Americans for Tax Reform offers testimony on the Streamlined Sales Tax Project

WASHINGTON -Today taxpayer advocate Grover Norquist, president of Americans for Tax Reform (ATR) submitted testimony to the House Judiciary Subcommittee on Commercial and Administrative Law in staunch opposition to the Streamlined Sales Tax Proposal (SSTP). In it, Norquist testified that the resulting tax cartel of states would harm small online retailers, create an enormous new expense on all online and catalog retailers, and result in higher taxes on all products in the long run.

The SSTP is an agreement currently entered into by 34 states whereby states agree to enforce the collection of other jurisdictions\’ sales taxes by retailers within their own jurisdictions. Legally, a retailer is only required to collect taxes on goods sold in states in which they have a significant brick and mortar presence. In theory, purchasers are supposed to submit their tax payments to the various jurisdictions themselves.

The problem, argues ATR and dozens of other groups, is that SSTP results in a literal tax cartel that would ratchet taxes upward as it compels states to adopt compatible tax codes.
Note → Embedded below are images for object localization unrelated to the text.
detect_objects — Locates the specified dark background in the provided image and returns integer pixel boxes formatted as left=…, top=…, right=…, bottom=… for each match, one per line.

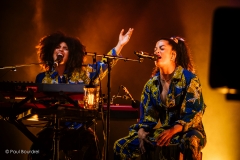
left=1, top=0, right=240, bottom=160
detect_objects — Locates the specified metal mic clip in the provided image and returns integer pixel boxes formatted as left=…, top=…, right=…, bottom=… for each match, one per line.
left=134, top=51, right=155, bottom=60
left=54, top=54, right=63, bottom=67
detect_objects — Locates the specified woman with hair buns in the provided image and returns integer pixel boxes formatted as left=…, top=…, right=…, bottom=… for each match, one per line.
left=113, top=37, right=207, bottom=160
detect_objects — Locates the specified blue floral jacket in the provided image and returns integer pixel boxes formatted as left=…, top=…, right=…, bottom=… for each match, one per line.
left=36, top=48, right=118, bottom=84
left=130, top=66, right=206, bottom=137
left=35, top=48, right=118, bottom=129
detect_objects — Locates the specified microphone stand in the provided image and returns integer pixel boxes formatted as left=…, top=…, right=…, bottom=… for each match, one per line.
left=0, top=62, right=47, bottom=70
left=85, top=52, right=143, bottom=160
left=106, top=58, right=112, bottom=160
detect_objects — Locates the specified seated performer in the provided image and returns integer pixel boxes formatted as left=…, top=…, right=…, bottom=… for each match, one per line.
left=28, top=28, right=133, bottom=160
left=113, top=36, right=207, bottom=160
This cartel would destroy the competition between states and localities that currently keeps taxes lower than they otherwise would be, and customers would be forced to pay for government services they will never see.

The SSTP requires states to collect all tax revenues at a single central entity for all jurisdictions within the state, leading to more bureaucracy and enforcement costs, as well as a trend toward homogenization. "Centralizing these systems will diminish and eventually destroy the in-state competition between jurisdictions," said Norquist.

Furthermore, ATR argues, the cartel itself is the mechanism to coordinate tax rates and policies across state lines so that, if successful, the SSTP will allow states to raise taxes with impunity. A governor or state senator no longer need worry that businesses and consumers will flee to neighboring states when he is guaranteed the neighboring states will adopt the same new taxpayer-hostile policies.

"The SSTP is the first and essential step to create a stealth tax hike that would extend a national state sales tax to out-of-state Internet and other remote purchases, costing consumers hundreds of millions of dollars," said Norquist. "In sum, the SSTP diminishes states from having the autonomy to shape their own tax policy, costs each state\’s economy jobs, and devastates their technology sector," he concluded.